Gate driver designs for heavy EVs
Power Integrations (PI) has developed two versions of its gate driver board that is suitable for powertrain designs in heavy equipment such as trucks, buses, and agricultural and construction equipment (writes Nick Flaherty).
The Scale EV gate driver boards are designed to fit on top of Infineon’s EconoDual half-bridge modules in the same footprint. The modules use pure silicon IGBT devices, but there is also a variant for silicon carbide (SiC) modules in the same footprint.
PI also plans to support other modules such as those from Hitachi for construction equipment.
The gate driver board incorporates two reinforced channels for driving the gates of the IGBT power transistors, as well as the associated power supplies and monitoring telemetry. The board is certified to ASIL B with redundancy in key areas of the power chain, allowing it to be used in ASIL C traction inverter designs.
That saves design and certification time in powertrain development, and adds other safety features such as the ability to discharge through the gate driver in order to protect the IGBT module. The module uses two separate inputs for active discharge and short-circuit protection.
This higher level of integration is possible by using PI’s FluxLink isolation technology. This allows the entire driver board, including power to the gate of the transistors, to fit onto the outline of the power module, while still providing the spacing necessary for reinforced isolation according to the IEC 60664 standard. The gate driver package provides 11.4 mm of creepage and clearance, and is specifically designed to meet the requirements for 800 V systems.

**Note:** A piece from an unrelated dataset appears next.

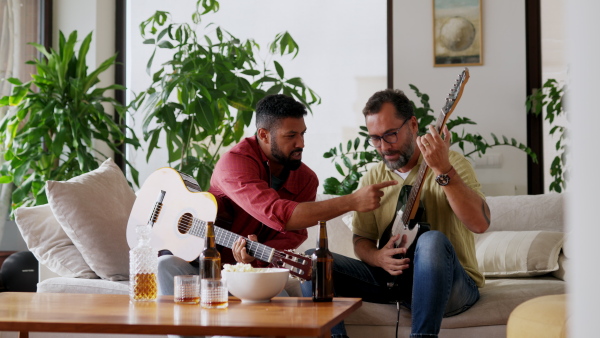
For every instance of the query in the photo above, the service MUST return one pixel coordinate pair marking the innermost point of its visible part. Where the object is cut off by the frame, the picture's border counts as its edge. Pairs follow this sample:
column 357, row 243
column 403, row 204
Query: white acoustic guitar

FluxLink uses galvanic isolation in the gate driver package to separate out the HV and LV parts of the design. This allows the active discharge pins to be separated from the short-circuit pins, for example, and reduces the number of components for a gate driver by more than 25%.
The boards have been developed as original, clone and SiC variants. The original has the same interface as the Scale drivers developed for high-power renewable energy applications, while the clone version mimics the interface of the Infineon gate driver.
The SiC variants will support the varying voltage input requirements of different SiC modules, says Smith, adding that many SiC modules have different threshold voltages, so there is no standard gate driver.
The first board supports the Infineon EconoDual 900 A, 1200 V IGBT half-bridge module. The board has a 5500 m altitude rating for construction equipment that might have to operate in different regions of the world, particularly in China. There is an optional conformal coating to protect the board in hostile environments, particularly for agricultural and construction equipment.
The design includes active short-circuit protection as well as active discharge of a connected DC-link capacitor. Overvoltage limitation is provided via active gate control, diagnostic functions such as gate monitoring, signal transmission monitoring and on-chip temperature monitoring. The board also supports short-circuit and over-current response of less than 1 µs for the SiC MOSFET variant, and less than 3 µs for the IGBT board.
PI offers design services to tune switching performance for specific IGBT or SiC die, and to customise the layout for other module form-factors. Samples of the first variant, the 2SP02152FQ for IGBT modules are available now, with full production release due later this year.